Pandora Achieves 18% Organic Growth and Raises Revenue Forecast

Danish jewellery titan Pandora has unveiled its impressive financial performance for the first quarter of 2024, signalling robust growth and an upward revision of revenue guidance for the fiscal year
Pandora Achieves 18% Organic Growth and Raises Revenue Forecast

In Q1, Pandora's execution of the second phase of its Phoenix strategy commenced on a strong footing. The strategy, aimed at transforming Pandora into a comprehensive jewellery brand, kicked off with the "BE LOVE" marketing campaign, resonating strongly with consumers and driving substantial like-for-like (LFL) growth across Pandora's collections.

Organic growth surged to 18%, bolstered by an impressive 11% LFL growth and a 5% expansion in network size. This translated to a significant revenue increase of DKK 1.0 billion compared to Q1 2023.

Geographically, key European markets experienced robust LFL growth of 9%, while the United States maintained solid performance with a 9% growth rate. Other regions also demonstrated remarkable growth, reaching an 18% increase.

Pandora achieved a new record-high gross margin of 79.4%, marking a substantial increase of 190 basis points compared to Q1 2023.

Furthermore, the company's operating profit (EBIT) witnessed a notable surge, reaching 1.507 billion Danish crowns in Q1 2024, surpassing analysts' expectations.

In response to its stellar performance, Pandora has revised its revenue guidance for fiscal year 2024, raising its organic growth outlook to a range of 8%-10%, compared to the previous forecast of 6%-9%. Despite challenging market dynamics, Pandora remains optimistic about maintaining its operating margin guidance at around 25%.

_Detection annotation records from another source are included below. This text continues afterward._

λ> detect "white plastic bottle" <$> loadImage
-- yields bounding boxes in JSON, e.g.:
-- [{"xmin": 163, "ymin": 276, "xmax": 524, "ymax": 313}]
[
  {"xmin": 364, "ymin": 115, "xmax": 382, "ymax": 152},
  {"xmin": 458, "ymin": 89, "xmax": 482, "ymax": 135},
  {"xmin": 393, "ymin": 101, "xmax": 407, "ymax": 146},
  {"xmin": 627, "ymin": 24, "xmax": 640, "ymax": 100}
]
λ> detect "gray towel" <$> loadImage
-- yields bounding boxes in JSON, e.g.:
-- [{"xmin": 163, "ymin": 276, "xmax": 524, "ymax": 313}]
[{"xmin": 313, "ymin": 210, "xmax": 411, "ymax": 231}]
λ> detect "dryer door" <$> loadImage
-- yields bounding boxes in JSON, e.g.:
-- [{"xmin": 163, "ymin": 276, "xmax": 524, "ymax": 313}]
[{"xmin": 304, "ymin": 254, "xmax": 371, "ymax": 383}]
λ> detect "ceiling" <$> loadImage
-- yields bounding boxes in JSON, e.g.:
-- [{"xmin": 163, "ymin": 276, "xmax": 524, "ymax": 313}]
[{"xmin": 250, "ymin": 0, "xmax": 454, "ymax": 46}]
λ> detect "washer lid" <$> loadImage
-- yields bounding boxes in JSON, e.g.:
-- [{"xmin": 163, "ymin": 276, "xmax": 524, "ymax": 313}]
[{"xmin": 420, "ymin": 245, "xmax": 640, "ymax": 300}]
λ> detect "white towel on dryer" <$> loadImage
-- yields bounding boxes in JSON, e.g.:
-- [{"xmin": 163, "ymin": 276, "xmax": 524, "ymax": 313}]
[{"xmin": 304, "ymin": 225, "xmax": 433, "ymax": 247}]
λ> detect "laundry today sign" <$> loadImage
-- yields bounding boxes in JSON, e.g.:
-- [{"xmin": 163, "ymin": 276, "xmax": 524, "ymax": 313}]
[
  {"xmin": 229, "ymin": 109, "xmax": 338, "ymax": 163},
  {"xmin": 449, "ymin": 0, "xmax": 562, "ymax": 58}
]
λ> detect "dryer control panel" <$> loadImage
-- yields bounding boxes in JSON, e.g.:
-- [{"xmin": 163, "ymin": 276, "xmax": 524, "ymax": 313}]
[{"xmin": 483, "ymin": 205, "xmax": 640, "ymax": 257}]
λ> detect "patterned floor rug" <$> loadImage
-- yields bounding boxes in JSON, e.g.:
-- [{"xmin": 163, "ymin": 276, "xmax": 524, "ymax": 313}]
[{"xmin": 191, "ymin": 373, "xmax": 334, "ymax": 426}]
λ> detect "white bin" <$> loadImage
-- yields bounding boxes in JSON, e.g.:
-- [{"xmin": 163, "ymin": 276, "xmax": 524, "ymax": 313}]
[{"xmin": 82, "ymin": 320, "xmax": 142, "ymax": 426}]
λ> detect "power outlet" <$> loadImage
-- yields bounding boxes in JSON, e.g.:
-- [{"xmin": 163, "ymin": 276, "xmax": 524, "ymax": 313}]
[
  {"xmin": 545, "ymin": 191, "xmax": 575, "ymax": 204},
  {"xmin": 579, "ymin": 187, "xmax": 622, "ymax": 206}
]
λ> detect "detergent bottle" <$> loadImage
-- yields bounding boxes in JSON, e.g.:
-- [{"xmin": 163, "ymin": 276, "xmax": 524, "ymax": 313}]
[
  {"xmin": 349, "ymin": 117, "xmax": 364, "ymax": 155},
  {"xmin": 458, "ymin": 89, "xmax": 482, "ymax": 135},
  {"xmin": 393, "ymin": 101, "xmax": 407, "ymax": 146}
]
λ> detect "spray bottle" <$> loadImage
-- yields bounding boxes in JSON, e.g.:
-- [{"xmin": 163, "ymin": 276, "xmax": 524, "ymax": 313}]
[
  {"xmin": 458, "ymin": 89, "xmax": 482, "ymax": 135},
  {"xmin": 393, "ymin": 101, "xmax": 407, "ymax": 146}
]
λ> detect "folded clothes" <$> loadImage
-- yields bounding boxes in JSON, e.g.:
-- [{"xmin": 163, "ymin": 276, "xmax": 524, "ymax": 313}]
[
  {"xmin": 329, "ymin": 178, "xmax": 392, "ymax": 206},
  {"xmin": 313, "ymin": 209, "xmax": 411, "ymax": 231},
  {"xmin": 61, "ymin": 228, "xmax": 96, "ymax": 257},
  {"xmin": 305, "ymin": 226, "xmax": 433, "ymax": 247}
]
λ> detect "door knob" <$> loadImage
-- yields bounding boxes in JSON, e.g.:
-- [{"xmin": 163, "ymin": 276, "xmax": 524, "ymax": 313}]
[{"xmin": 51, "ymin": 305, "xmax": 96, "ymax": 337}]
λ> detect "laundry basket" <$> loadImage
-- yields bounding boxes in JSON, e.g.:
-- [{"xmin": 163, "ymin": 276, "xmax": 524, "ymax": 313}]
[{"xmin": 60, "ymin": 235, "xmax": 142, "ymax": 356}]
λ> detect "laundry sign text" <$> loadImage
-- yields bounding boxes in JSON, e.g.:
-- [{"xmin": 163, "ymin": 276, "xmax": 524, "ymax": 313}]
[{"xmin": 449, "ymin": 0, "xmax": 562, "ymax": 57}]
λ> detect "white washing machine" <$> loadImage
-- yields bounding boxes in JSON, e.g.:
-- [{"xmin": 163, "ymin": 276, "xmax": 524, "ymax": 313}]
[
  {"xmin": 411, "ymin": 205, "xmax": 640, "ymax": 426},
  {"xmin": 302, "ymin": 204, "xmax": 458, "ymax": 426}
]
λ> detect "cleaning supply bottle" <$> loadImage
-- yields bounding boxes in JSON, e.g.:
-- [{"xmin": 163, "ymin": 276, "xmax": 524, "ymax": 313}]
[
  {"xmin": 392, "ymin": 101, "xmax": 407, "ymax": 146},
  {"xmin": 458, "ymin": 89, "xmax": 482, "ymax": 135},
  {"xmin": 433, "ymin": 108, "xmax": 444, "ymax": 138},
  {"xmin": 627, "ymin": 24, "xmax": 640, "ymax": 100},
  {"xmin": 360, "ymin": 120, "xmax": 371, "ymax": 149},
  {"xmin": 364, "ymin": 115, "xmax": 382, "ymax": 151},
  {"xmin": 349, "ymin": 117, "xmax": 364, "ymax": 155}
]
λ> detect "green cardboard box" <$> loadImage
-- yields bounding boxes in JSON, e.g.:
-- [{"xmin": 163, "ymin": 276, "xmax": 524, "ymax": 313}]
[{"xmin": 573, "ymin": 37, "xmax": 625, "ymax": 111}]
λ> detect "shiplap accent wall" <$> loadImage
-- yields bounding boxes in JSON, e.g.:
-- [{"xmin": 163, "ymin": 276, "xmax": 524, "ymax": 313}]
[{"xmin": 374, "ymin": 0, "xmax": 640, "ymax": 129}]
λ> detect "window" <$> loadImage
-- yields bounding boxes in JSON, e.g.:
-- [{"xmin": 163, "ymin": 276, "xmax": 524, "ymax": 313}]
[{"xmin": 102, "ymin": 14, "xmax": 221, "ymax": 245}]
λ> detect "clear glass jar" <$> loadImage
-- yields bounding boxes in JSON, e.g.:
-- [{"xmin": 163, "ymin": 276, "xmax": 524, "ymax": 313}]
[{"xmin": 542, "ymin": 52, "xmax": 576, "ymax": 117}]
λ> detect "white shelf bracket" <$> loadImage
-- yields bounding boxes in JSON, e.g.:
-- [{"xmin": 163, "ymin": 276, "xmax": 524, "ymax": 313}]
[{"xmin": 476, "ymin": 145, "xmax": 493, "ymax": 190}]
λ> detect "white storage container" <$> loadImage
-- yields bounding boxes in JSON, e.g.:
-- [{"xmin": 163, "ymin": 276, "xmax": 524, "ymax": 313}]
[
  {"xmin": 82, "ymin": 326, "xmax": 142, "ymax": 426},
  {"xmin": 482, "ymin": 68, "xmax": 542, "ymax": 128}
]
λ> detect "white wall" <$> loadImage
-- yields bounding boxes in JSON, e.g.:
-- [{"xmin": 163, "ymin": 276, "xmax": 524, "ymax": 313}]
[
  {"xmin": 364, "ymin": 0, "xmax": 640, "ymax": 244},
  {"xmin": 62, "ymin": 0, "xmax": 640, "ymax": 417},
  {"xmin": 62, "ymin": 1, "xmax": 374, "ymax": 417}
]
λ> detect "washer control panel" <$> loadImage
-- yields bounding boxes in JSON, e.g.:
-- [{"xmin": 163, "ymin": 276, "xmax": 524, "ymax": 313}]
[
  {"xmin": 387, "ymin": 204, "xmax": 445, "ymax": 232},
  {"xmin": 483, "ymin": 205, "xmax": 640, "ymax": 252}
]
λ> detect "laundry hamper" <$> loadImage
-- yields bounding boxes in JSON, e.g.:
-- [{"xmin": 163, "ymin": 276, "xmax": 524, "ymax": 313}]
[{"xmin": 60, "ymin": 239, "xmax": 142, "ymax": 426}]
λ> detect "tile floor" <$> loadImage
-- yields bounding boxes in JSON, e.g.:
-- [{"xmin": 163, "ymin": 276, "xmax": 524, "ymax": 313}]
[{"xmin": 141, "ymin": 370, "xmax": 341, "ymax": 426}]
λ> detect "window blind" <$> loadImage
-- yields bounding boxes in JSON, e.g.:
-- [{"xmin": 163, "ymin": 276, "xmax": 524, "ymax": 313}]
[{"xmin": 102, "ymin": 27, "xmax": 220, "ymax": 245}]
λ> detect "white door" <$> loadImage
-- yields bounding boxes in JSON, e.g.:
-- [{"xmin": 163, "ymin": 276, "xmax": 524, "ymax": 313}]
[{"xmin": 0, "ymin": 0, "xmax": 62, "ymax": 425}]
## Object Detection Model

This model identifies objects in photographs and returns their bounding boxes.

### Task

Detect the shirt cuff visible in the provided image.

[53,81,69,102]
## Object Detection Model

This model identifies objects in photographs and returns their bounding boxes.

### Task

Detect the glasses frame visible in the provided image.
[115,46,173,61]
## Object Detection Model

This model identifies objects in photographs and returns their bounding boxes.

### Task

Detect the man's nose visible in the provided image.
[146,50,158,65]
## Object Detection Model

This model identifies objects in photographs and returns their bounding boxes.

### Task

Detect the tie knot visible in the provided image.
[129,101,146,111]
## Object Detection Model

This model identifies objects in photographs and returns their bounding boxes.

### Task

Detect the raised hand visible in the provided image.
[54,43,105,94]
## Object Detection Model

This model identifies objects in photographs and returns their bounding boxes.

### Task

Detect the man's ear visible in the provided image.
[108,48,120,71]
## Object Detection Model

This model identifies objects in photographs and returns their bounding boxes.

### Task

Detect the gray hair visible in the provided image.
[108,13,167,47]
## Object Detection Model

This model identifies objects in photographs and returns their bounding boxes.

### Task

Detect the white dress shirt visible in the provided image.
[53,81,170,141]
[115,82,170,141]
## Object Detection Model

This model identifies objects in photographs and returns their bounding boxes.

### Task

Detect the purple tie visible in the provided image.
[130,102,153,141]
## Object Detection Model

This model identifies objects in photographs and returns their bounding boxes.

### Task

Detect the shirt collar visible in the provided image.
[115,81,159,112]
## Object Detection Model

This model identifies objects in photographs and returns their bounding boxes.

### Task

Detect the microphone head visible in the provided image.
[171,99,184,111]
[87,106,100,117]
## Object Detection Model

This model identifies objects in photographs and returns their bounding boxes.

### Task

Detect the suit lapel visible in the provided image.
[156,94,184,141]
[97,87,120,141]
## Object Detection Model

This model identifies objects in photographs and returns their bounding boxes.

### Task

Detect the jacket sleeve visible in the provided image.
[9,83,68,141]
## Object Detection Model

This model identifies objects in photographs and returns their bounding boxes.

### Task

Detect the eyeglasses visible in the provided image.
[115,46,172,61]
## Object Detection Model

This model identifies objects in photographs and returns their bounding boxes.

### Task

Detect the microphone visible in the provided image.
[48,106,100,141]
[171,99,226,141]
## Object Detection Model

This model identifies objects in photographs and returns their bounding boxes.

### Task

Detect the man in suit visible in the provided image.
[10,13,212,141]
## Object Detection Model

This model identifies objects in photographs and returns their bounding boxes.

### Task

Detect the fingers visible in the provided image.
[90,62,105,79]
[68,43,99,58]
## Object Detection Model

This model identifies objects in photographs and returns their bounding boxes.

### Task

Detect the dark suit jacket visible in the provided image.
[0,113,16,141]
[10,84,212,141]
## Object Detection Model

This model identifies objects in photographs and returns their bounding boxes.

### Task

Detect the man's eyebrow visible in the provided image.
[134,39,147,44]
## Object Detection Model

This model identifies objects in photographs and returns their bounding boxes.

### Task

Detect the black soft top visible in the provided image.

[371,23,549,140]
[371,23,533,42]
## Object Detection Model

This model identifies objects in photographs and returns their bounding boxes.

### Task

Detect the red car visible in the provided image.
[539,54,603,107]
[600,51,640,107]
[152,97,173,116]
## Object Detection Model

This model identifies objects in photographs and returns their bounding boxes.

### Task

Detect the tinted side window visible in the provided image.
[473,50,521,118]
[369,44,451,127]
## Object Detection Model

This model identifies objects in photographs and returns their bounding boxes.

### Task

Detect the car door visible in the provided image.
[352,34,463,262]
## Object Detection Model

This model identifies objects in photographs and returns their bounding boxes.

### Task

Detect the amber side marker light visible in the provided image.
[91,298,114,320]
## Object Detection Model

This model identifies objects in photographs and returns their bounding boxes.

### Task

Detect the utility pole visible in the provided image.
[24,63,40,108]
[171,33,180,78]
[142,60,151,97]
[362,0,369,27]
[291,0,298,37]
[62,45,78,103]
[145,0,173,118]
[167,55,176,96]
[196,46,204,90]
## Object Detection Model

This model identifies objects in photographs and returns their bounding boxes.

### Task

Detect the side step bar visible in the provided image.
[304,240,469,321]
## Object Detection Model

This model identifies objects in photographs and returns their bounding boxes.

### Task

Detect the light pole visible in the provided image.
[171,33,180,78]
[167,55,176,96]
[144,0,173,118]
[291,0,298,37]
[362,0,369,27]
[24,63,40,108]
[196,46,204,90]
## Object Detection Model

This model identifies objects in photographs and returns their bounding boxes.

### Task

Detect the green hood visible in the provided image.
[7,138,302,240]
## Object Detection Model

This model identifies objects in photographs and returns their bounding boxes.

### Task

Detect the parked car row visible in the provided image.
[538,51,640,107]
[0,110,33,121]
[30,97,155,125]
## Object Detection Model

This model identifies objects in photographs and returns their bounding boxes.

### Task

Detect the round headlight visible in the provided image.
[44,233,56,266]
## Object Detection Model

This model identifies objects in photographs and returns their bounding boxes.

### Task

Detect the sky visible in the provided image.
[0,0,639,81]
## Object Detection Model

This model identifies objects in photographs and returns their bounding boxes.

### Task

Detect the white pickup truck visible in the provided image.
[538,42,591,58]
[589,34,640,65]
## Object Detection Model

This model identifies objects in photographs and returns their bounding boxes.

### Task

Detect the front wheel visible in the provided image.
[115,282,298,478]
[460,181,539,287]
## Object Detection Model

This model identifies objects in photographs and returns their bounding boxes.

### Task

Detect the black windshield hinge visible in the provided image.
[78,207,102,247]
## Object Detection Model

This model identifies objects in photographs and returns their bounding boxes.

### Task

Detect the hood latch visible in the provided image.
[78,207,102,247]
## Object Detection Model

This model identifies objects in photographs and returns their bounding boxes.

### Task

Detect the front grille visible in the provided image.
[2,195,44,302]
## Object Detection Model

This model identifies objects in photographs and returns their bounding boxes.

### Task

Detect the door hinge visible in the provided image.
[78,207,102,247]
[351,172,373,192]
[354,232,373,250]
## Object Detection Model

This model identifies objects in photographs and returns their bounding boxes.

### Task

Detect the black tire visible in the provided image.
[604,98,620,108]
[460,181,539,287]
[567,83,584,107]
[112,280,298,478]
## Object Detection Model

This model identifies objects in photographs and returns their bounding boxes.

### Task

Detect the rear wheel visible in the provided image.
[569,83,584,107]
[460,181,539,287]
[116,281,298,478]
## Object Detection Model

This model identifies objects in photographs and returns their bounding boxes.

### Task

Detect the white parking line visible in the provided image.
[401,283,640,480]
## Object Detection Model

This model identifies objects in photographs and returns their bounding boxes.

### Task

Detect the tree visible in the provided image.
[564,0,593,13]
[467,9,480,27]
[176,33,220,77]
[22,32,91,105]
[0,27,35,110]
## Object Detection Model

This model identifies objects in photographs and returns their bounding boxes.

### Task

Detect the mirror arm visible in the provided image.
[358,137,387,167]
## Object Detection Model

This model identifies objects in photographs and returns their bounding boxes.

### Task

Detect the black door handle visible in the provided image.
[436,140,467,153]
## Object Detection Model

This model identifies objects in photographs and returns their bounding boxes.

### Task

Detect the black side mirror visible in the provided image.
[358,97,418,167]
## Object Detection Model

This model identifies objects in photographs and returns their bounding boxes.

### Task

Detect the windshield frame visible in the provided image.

Reflecting on the results, Pandora President and CEO Alexander Lacik remarked: “We are very pleased with our start to the year, as we embark on the next chapter of Phoenix. Whilst jewellery markets around us generally remain subdued, our ongoing brand investments allow us to take market share. We raise our revenue guidance and look forward to keep fuelling our growth with exciting strategic initiatives over the coming years.”